When the fed-in power has reached approx. 85%, the copper wire feed of the strip steaming system can be started. For the present example, a copper wire with a diameter of 2.0 mm was used.

The vaporizer boats according to the invention showed a constant evaporation rate of 18 grams of Cu per minute at 91% electrical power. The relatively high evaporation rate of the evaporator boats according to the invention is probably due to the fact that the coating produced by powder mixing has a larger specific surface area than a layer which is composed only of W metal or tungsten boride.

The uniform and constant wetting acts as a very uniform coating on the film to be vaporized.

Comparative Example (4-Component Evaporator)

Evaporator boats, as described in DE 39 35 163 Cl, are used in a Bandbedampfungsanlage. After analogous steps as in Example 1, the copper wire feed is turned on.

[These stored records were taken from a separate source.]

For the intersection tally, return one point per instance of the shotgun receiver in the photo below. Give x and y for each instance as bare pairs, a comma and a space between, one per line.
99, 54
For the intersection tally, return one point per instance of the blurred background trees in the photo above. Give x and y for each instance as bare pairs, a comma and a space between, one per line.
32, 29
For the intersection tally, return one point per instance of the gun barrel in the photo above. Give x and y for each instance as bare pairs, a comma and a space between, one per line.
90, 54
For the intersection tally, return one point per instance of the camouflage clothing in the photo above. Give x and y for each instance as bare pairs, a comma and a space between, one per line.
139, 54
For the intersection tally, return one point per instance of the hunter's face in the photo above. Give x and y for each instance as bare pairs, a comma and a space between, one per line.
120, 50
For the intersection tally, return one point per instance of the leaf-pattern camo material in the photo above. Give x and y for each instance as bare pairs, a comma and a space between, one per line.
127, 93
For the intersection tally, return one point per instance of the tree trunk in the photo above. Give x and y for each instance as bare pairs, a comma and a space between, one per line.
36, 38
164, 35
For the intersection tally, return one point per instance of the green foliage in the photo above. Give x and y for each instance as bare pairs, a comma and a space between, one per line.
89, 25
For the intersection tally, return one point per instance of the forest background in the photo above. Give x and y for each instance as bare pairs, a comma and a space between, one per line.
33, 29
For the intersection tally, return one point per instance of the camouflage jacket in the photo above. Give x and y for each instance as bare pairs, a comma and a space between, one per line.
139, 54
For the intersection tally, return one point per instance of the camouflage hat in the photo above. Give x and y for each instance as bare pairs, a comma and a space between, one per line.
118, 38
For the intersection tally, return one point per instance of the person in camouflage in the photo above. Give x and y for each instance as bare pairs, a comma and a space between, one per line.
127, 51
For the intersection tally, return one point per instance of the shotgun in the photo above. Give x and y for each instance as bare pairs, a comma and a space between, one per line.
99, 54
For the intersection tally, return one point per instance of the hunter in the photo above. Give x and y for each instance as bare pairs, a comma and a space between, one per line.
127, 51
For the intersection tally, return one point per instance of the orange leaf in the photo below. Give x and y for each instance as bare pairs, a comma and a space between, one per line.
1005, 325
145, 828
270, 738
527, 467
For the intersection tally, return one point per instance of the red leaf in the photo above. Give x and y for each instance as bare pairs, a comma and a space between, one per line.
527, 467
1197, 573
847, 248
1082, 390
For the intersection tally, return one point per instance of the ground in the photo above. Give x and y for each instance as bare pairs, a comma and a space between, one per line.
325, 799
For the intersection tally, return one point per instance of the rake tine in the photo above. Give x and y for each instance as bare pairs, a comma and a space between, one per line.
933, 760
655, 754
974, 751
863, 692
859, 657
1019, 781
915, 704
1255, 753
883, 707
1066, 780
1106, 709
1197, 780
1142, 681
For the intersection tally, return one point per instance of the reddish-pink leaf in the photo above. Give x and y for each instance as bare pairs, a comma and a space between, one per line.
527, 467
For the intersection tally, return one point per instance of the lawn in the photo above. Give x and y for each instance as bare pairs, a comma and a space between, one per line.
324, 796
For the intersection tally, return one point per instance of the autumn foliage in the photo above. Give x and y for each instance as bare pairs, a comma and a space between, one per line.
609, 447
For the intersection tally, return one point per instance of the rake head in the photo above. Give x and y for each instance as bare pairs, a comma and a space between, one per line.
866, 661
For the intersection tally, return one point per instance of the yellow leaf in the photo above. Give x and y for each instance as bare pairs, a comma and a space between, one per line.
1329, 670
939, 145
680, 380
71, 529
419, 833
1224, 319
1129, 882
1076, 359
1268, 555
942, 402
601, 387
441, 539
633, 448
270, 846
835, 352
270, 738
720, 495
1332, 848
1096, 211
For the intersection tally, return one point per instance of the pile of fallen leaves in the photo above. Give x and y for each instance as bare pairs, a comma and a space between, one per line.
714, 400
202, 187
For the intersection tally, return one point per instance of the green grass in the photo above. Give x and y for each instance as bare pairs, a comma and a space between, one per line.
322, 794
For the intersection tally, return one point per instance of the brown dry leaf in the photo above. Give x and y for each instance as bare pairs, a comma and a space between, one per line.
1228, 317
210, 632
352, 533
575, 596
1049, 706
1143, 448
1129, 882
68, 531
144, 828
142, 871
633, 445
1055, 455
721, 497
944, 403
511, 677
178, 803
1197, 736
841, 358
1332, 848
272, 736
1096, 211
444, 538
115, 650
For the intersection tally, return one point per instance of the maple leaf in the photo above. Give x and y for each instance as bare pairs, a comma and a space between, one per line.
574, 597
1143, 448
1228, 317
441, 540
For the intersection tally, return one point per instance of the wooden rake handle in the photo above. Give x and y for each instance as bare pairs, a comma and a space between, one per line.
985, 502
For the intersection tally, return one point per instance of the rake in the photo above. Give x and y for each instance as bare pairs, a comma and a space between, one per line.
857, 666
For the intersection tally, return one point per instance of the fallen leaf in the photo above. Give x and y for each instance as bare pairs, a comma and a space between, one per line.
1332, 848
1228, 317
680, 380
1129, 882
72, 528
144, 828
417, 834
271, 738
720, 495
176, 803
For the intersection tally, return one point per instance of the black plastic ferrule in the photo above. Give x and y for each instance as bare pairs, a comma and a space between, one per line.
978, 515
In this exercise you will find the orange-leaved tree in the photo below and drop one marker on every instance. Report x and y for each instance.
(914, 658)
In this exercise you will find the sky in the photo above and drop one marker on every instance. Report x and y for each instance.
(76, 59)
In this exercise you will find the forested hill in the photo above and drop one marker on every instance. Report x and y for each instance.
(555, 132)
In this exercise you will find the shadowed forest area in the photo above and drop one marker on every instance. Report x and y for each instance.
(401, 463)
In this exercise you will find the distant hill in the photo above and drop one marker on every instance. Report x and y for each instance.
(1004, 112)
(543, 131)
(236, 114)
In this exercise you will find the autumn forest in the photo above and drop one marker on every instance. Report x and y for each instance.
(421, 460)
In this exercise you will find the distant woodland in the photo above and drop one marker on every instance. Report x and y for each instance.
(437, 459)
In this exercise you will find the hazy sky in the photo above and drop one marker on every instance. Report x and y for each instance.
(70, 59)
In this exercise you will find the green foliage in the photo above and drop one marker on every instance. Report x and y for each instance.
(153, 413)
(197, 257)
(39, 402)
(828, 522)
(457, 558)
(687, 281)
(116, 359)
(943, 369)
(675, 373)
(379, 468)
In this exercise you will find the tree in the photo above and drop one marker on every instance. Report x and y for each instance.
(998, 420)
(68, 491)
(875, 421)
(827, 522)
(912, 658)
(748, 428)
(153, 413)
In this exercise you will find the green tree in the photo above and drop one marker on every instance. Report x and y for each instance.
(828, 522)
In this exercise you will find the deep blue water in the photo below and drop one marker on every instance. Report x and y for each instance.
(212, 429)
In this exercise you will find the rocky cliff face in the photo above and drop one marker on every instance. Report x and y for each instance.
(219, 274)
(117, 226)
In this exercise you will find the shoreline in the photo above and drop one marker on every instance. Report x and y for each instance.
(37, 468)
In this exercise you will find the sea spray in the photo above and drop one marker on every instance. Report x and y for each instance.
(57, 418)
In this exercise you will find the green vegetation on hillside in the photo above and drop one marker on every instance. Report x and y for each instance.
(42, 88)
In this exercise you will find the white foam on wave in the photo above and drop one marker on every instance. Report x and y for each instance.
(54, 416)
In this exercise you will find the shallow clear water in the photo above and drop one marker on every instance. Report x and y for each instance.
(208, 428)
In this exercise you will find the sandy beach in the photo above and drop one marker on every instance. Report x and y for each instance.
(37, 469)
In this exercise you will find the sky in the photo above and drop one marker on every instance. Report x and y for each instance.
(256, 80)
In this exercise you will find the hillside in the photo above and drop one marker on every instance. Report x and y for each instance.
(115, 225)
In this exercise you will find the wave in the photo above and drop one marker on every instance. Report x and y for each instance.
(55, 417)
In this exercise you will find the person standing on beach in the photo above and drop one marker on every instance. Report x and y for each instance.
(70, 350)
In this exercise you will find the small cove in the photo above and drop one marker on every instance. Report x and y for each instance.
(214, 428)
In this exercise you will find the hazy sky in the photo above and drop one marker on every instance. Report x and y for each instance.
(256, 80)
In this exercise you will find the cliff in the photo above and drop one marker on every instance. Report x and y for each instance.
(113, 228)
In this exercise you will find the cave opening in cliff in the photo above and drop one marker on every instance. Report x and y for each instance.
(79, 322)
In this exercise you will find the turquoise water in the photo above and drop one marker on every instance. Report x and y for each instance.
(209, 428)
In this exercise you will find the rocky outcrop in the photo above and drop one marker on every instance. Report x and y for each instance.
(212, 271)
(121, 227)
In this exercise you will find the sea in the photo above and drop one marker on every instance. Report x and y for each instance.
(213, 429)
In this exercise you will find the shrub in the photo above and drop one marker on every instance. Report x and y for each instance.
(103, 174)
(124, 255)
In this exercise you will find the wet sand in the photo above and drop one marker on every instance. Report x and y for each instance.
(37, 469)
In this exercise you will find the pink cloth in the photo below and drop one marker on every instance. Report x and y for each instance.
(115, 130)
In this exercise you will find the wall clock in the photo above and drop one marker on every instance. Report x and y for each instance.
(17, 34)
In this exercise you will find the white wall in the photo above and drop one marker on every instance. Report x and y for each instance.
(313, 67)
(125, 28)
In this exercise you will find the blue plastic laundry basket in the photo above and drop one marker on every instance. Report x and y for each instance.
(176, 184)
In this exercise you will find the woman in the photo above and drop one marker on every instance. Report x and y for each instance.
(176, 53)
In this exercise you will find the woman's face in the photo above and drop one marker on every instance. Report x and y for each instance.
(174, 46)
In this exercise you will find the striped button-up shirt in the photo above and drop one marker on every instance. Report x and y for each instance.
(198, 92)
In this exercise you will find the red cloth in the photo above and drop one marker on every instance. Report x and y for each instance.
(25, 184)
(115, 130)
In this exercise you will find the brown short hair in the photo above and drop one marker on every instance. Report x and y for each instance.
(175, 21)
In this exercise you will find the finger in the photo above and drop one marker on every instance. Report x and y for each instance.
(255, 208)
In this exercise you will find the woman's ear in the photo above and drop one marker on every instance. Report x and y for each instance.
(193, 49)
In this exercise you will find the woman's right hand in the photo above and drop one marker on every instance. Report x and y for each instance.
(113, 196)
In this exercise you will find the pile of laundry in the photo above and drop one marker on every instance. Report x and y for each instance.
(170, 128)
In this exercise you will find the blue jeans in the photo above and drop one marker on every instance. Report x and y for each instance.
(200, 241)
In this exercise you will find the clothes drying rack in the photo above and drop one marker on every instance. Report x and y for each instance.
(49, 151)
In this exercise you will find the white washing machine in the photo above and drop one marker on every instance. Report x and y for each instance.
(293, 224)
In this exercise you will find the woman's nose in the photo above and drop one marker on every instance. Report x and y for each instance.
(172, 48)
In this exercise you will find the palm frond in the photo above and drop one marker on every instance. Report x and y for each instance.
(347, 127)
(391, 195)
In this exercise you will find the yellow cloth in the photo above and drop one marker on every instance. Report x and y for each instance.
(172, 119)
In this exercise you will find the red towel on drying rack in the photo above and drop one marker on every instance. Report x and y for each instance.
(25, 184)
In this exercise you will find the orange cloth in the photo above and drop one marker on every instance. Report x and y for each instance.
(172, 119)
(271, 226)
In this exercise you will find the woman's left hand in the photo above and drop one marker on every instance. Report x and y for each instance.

However, the boat shows a bad, uneven and time-varying wetting for copper. As a result, there is no stable Evaporation rate, which has an uneven layer thickness on the film to be vaporized.

Claims

claims

1. A method for coating substrates with a metal selected from copper and silver by vaporizing the metal using ceramic evaporator boats, characterized in that one uses an evaporator boat of electrically conductive ceramic material, the surface from which the evaporation of the metal takes place , is provided with one of the following coatings: a) a coating of at least one transition metal of the 4th to 6th subgroup of the Periodic Table and / or their borides, b) a coating of a mixture of the metal to be vaporized and at least one transition metal of the 4th to 6th subgroup of the Periodic Table and / or their borides, c) a first coating of at least one transition metal of the 4th to 6th subgroup of the Periodic Table and / or their borides and a coating applied thereon from the metal to be vaporized.

2. The method according to claim 1, characterized in that one uses an evaporator boat from heijßverpresstem titanium diboride and boron nitride and, if appropriate, aluminum nitride.

3. The method according to claim 1 and / or 2, characterized in that one uses an evaporator boat whose coating has an average thickness of 1-750 microns, preferably 15-500 microns, more preferably 50-150 microns having.

4. The method according to at least one of the preceding claims, characterized in that one uses as transition metals of the 4th to 6th subgroup of the Periodic Table titanium, zirconium, vanadium, molybdenum and tungsten.

5. The method according to at least one of the preceding claims, characterized in that one uses an evaporator boat with a coating of tungsten and / or tungsten borides.

6. The method according to at least one of the preceding claims for coating flexible substrates with copper or silver by vacuum strip evaporation.

7. evaporator boat for use in a method according to any one of claims 1-6, consisting of electrically conductive ceramic material whose surface, from which the evaporation of the metal takes place, is provided with one of the following coatings: a) a coating of at least one transition metal the 4th to 6th subgroup of the Periodic Table and / or their borides, b) a coating of a mixture of the metal to be evaporated and at least one transition metal of the 4th to 6th subgroup of the Periodic Table and / or their borides, c) a first coating from at least one transition metal of the 4th to 6th subgroup of the Periodic Table and / or their borides and a coating applied thereon from the metal to be vaporized.

8. Evaporator boat according to claim 7, characterized in that the electrically conductive ceramic material of titanium diboride and boron nitride and optionally aluminum nitride.

9. Evaporator boat according to claim 7 and / or 8, characterized in that the coating has an average thickness of 1-750 microns, preferably 15-500 microns, more preferably 50-150 microns having.

10. Evaporator boat according to at least one of claims 7-9, characterized in that the transition metals of the 4th to 6th subgroup of the periodic table of titanium, zirconium, vanadium, molybdenum and tungsten are selected.

1 1. Evaporator boat according to at least one of claims 7- 10, characterized in that it is provided with a coating of tungsten boride.